NumPy, for instance, has an np.histogram function.

import skhep_testdata, uproot

tree = uproot.open(skhep_testdata.data_path("uproot-Zmumu.root"))["events"]

import numpy as np

np.histogram(tree["M"].array())

Because of NumPy’s prominence, this 2-tuple of arrays (bin contents and edges) is a widely recognized histogram format, though it lacks many of the features high-energy physicists expect (under/overflow, axis labels, uncertainties, etc.).

Matplotlib¶

Matplotlib also has a plt.hist function.

import matplotlib.pyplot as plt

plt.hist(tree["M"].array());

In addition to the same bin contents and edges as NumPy, Matplotlib includes a plottable graphic.

Boost-histogram and hist¶

The main feature that these functions lack (without some effort) is refillability. High-energy physicists usually want to fill histograms with more data than can fit in memory, which means setting bin intervals on an empty container and filling it in batches (sequentially or in parallel).

Boost-histogram is a library designed for that purpose. It is intended as an infrastructure component. You can explore its “low-level” functionality upon importing it:

import boost_histogram as bh

A more user-friendly layer (with plotting, for instance) is provided by a library called “hist.”

import hist

h = hist.Hist(hist.axis.Regular(120, 60, 120, name="mass"))

h.fill(tree["M"].array())

h.plot();

Universal Histogram Indexing (UHI)¶

There is an attempt within Scikit-HEP to standardize what array-like slices mean for a histogram. (See documentation.)

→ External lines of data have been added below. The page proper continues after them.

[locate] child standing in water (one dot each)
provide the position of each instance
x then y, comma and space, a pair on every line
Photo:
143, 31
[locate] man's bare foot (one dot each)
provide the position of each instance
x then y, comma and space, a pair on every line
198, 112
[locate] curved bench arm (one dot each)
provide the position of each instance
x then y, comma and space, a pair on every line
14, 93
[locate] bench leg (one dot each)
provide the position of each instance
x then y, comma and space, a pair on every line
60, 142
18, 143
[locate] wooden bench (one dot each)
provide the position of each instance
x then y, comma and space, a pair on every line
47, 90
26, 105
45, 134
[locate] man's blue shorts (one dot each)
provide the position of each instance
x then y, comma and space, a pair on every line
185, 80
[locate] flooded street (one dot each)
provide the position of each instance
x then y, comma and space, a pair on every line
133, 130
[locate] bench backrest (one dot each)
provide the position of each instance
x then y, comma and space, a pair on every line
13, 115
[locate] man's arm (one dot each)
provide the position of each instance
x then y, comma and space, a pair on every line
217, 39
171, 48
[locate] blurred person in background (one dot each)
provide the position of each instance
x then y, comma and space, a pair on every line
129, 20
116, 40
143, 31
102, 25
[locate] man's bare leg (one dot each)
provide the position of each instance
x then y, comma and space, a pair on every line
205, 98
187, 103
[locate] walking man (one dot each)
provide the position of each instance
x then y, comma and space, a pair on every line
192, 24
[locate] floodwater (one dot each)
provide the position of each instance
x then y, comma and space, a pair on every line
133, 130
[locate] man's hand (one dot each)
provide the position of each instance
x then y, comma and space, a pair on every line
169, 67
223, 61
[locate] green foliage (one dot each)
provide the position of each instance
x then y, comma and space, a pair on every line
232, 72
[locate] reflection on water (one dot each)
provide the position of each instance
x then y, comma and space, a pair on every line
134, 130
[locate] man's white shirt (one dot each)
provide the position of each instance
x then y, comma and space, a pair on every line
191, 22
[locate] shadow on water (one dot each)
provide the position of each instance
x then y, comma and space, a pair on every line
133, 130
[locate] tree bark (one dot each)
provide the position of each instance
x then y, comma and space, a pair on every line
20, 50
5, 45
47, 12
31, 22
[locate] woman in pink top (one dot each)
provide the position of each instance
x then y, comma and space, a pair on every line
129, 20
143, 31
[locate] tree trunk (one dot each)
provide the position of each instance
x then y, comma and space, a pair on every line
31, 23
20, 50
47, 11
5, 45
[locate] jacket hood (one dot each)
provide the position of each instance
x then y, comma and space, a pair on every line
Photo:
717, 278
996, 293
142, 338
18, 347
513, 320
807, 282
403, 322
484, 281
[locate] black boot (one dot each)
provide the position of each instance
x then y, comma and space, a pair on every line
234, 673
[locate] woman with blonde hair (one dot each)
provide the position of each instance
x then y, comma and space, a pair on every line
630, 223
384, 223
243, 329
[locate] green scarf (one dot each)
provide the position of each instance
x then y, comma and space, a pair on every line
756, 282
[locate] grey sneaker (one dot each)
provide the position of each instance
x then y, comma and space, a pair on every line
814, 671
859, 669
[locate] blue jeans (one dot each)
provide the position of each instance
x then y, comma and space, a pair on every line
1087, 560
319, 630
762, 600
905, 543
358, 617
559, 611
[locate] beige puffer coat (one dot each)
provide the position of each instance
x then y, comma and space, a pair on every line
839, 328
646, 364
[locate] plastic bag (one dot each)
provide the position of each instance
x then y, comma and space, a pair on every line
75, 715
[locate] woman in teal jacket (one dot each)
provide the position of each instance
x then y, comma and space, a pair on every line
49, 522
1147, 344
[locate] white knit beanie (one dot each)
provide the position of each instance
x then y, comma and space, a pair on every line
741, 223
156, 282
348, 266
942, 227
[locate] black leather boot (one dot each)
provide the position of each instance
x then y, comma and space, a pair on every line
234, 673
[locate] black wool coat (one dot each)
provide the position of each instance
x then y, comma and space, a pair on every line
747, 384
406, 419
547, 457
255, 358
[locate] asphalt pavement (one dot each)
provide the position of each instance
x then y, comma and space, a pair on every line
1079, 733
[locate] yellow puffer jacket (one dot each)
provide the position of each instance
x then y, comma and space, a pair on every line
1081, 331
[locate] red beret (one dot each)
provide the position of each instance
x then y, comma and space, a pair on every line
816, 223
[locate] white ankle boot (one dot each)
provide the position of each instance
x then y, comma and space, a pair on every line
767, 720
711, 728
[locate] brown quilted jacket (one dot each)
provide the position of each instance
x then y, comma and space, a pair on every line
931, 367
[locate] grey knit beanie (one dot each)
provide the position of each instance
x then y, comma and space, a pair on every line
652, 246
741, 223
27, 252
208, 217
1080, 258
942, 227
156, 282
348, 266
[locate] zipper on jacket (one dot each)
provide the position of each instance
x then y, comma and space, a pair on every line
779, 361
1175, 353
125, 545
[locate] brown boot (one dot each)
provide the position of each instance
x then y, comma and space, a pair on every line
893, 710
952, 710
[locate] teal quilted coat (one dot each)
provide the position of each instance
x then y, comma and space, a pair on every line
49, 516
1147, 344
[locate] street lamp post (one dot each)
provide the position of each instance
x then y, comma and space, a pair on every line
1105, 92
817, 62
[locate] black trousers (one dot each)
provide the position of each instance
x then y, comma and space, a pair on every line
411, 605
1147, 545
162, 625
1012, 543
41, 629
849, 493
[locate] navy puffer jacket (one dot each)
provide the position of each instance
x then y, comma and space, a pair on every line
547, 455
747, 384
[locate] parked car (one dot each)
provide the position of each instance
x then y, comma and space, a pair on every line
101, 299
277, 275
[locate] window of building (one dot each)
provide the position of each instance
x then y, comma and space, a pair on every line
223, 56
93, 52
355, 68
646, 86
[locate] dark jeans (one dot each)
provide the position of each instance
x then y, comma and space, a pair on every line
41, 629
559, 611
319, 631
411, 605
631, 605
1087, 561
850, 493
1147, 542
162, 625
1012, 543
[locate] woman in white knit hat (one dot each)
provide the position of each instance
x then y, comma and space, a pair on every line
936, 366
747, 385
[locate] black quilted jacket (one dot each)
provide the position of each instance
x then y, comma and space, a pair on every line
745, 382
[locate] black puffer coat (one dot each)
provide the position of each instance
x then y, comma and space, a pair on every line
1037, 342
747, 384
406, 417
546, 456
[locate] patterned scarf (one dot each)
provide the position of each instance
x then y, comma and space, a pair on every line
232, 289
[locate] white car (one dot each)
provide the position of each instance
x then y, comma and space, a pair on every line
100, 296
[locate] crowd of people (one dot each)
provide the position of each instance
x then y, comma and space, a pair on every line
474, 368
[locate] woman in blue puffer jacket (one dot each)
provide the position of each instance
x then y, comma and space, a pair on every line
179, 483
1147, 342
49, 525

Naturally, integer slices should select a range of bins,

h[10:110].plot();

but often you want to select bins by coordinate value

# Explicit version
# h[hist.loc(90) :].plot();

# Short version
h[90j:].plot();

or rebin by a factor,

# Explicit version
# h[:: hist.rebin(2)].plot();

# Short version
h[::2j].plot();

or sum over a range.

# Explicit version
# h[hist.loc(80) : hist.loc(100) : sum]

# Short version
h[90j:100j:sum]

1102.0

Things get more interesting when a histogram has multiple dimensions.

import uproot
import hist
import awkward as ak

picodst = uproot.open(
    "https://pivarski-princeton.s3.amazonaws.com/pythia_ppZee_run17emb.picoDst.root:PicoDst"
)

vertexhist = hist.Hist(
    hist.axis.Regular(600, -1, 1, label="x"),
    hist.axis.Regular(600, -1, 1, label="y"),
    hist.axis.Regular(40, -200, 200, label="z"),
)

vertex_data = picodst.arrays(filter_name="*mPrimaryVertex[XYZ]")

vertexhist.fill(
    ak.flatten(vertex_data["Event.mPrimaryVertexX"]),
    ak.flatten(vertex_data["Event.mPrimaryVertexY"]),
    ak.flatten(vertex_data["Event.mPrimaryVertexZ"]),
)

vertexhist[:, :, sum].plot2d_full()
vertexhist[-0.25j:0.25j, -0.25j:0.25j, sum].plot2d_full()
vertexhist[sum, sum, :].plot()
vertexhist[-0.25j:0.25j:sum, -0.25j:0.25j:sum, :].plot();

A histogram object can have more dimensions than you can reasonably visualize—you can slice, rebin, and project it into something visual later.

Fitting histograms¶

By directly writing a loss function in Minuit:

import numpy as np
import iminuit.cost

norm = len(h.axes[0].widths) / (h.axes[0].edges[-1] - h.axes[0].edges[0]) / h.sum()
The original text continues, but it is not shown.